Image grabbing script
[PLEASE make sure you are using this script for LEGAL purposes and that images are downloadable as per permission of the site maintainer/owner/copyright holder. I claim no legal responsibility for the use of the following information.]
THIS IS A WORK IN PROGRESS--- Something I am working on for grabbing images from a website. Right now I haven't formulated a script yet, but I have successfully done most of what I would like to achieve with this particular project. Grab images from a site by extension using wget from a parsed input file created from the page of interest.
So for now I will just give some of the basics and what they do. This is still under development so any input would be much appreciated.
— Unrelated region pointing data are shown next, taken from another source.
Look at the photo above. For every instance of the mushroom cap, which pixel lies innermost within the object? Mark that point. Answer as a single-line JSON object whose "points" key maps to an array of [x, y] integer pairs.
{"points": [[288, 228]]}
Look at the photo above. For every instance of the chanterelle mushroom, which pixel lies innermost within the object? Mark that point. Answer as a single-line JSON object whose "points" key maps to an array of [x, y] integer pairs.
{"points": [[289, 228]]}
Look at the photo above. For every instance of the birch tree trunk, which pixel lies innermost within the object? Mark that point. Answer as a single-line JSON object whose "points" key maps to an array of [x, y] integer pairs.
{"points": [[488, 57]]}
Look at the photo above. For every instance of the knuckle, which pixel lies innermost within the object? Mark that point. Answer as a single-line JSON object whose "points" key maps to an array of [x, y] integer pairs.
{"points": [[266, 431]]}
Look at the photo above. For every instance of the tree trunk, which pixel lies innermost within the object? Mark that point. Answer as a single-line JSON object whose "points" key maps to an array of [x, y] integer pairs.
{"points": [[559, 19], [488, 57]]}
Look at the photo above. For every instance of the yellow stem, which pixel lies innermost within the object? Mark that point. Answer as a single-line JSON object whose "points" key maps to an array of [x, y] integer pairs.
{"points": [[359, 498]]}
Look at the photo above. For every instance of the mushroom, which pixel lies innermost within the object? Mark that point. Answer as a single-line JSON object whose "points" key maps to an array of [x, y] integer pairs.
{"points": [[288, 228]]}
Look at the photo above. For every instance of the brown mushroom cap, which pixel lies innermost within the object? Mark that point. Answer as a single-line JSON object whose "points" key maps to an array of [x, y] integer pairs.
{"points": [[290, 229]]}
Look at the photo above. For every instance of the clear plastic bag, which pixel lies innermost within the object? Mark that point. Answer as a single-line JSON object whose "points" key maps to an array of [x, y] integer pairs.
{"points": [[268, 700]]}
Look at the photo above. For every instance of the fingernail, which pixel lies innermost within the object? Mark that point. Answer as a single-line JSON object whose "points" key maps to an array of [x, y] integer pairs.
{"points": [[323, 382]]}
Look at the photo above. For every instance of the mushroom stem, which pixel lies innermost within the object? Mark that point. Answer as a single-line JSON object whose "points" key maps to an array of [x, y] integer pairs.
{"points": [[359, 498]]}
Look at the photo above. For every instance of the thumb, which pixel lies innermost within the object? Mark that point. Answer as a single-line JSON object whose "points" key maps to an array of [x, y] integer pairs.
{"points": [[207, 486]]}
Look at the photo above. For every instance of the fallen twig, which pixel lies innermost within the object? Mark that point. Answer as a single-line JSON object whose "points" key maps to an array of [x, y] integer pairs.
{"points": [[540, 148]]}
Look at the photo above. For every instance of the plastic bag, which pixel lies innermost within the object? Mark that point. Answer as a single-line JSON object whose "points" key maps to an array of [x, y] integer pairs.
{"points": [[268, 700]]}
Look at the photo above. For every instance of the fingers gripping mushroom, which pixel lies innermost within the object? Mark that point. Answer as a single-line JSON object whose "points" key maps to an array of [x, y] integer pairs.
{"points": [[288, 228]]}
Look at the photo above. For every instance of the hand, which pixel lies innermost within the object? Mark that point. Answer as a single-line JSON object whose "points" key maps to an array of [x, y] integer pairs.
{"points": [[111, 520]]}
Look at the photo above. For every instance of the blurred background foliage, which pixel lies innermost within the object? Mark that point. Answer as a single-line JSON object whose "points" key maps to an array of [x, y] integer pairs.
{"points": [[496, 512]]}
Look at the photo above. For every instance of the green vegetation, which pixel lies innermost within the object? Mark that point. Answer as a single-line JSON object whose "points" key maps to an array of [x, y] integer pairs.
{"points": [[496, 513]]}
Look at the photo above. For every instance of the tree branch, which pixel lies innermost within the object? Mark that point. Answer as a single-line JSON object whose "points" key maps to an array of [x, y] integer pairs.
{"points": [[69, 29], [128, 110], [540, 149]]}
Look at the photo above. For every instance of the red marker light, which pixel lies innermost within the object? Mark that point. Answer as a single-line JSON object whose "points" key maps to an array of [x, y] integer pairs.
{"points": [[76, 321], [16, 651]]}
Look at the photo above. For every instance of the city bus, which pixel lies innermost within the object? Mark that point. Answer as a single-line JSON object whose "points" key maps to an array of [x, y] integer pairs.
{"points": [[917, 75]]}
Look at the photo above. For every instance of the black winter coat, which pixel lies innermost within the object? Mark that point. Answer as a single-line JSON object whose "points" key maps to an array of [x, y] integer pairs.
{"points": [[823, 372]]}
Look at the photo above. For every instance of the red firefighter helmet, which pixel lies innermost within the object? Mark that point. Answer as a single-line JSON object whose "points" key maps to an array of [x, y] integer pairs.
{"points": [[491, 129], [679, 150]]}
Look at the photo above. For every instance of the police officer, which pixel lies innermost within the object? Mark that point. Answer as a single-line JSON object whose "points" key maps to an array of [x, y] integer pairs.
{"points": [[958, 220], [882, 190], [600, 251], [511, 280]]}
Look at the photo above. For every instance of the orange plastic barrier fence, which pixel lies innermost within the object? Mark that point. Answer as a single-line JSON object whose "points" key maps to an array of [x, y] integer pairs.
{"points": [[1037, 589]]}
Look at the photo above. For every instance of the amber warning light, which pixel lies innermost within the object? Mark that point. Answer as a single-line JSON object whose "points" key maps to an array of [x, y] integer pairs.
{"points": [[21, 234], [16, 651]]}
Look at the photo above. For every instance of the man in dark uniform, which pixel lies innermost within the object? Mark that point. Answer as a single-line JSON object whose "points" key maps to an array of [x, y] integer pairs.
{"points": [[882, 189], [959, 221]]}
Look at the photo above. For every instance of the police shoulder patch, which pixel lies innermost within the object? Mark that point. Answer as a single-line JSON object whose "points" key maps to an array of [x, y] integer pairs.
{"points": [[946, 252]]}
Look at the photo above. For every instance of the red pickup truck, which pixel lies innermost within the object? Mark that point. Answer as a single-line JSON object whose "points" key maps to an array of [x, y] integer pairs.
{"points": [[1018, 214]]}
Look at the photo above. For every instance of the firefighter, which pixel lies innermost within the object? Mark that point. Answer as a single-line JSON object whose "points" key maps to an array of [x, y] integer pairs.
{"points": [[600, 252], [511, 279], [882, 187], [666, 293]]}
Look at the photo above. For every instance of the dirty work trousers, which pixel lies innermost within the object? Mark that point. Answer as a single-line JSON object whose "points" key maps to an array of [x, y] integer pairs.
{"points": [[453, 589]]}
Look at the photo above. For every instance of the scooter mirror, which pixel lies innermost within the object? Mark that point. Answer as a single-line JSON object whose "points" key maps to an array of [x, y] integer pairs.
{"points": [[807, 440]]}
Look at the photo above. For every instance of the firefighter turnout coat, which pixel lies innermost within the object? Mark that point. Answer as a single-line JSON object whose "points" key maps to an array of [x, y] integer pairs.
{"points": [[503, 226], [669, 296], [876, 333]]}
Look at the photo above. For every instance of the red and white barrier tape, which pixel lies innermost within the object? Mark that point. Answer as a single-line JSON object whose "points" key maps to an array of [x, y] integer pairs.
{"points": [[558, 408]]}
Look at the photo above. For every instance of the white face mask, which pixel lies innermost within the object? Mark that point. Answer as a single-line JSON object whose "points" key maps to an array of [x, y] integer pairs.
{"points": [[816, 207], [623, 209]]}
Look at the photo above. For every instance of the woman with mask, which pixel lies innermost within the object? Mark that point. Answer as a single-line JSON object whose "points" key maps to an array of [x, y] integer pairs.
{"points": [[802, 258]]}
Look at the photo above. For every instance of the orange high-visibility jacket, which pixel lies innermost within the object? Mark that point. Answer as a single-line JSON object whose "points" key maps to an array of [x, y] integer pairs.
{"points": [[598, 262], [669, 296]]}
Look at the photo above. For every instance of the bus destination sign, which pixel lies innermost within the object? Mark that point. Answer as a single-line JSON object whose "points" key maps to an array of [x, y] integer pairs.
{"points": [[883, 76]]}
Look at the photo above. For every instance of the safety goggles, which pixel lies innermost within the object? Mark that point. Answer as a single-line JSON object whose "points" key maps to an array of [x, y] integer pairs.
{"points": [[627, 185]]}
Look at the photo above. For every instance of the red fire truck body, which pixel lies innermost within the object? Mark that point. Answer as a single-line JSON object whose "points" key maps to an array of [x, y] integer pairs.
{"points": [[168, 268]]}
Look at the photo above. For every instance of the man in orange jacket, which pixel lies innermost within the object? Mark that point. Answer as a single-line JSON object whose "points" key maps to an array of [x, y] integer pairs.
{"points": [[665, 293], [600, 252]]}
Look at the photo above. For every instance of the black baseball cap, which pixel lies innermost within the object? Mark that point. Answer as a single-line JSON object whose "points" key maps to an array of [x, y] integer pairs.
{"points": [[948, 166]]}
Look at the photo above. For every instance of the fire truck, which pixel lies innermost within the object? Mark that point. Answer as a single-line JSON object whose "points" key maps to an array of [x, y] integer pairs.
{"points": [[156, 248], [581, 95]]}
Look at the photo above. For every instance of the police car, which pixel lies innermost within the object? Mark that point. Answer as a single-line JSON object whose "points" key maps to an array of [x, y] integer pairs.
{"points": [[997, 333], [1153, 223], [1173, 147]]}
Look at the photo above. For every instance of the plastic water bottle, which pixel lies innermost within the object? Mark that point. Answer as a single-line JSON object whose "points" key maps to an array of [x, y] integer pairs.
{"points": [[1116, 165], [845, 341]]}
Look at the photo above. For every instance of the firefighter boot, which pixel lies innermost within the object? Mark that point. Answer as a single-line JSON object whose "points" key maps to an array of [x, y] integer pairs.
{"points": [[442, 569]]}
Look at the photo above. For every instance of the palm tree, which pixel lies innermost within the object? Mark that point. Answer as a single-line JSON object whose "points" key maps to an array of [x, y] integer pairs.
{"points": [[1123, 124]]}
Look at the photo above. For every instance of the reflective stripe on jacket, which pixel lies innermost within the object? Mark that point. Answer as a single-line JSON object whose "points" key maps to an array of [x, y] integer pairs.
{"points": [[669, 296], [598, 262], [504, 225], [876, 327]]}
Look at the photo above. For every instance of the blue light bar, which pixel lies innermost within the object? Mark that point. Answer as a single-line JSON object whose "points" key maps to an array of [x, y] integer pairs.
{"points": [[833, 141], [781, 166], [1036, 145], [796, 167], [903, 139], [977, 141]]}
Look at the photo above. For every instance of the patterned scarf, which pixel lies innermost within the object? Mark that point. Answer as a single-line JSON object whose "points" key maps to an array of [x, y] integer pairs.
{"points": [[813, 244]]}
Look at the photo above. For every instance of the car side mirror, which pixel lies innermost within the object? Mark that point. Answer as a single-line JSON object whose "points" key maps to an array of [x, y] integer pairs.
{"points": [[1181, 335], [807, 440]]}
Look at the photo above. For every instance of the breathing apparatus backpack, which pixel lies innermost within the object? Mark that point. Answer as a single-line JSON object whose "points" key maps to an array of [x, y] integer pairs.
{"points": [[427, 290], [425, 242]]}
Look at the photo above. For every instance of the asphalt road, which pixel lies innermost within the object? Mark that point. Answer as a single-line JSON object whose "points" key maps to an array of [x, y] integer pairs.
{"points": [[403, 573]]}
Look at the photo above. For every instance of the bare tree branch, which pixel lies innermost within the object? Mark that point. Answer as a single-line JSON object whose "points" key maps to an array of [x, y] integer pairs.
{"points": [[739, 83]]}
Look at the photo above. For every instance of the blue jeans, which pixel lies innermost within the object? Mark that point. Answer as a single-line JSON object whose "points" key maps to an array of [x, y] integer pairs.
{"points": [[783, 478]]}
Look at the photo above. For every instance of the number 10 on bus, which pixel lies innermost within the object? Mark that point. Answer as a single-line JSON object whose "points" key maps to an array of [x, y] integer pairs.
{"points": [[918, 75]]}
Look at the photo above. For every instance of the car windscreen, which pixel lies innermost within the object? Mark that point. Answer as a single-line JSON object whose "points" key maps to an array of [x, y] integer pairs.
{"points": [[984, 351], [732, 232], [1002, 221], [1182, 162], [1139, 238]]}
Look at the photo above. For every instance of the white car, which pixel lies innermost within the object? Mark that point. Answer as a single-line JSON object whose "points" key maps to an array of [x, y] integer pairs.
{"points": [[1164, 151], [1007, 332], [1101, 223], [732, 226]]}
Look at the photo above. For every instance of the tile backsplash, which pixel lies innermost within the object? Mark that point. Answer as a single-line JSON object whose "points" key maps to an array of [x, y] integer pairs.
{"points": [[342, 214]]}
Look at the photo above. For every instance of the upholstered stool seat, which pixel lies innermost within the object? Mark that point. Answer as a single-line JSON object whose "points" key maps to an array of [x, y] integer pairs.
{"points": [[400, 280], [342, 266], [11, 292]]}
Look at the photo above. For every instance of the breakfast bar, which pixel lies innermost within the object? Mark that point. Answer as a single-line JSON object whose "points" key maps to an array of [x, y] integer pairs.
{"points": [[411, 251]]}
Create a directory for the images:
mkdir image_page && cd image_page
Grab the index file:
wget http://wwww.pageofinterest.com
*Now to strip the href links of their HTML syntax:
cat index.html | sed -e 's/>/>
/g' | grep '<a' | while IFS='"' read a b c ; do echo $b; done > sed-index
Now look for the image files.Could grep for jpegs (grep jpg), but in my example I only wanted the images that were being linked to static files on flickr and make sure they were jpegs, so:
grep 'flickr' sed-index.html | grep 'jpg' input-file
Now use the input file for wget and clean up:
wget --input-file=input-file && rm index.html sed-index.html input-file
* The true elegance of this (imho) is from the HTMLparse to strip links of their HTML syntax. This I cannot take credit for the execution. This was adapted from BASH COOKBOOK by Carl Albing (O'Reilly publishing) page 253 Recipe 13.3 Parsing Some HTML. Since this is published, I won't go into detail on the inner workings here. But you can send me a message if it is unclear. In essence you are splitting up the sed command to create multi line coded links so we don't have to deal with naturally multi line vs singular versions. Then we search for the a call followed by a while loop that reads what is between the double quotes as the golden URL we are looking for and outputs to the sed-index.html file.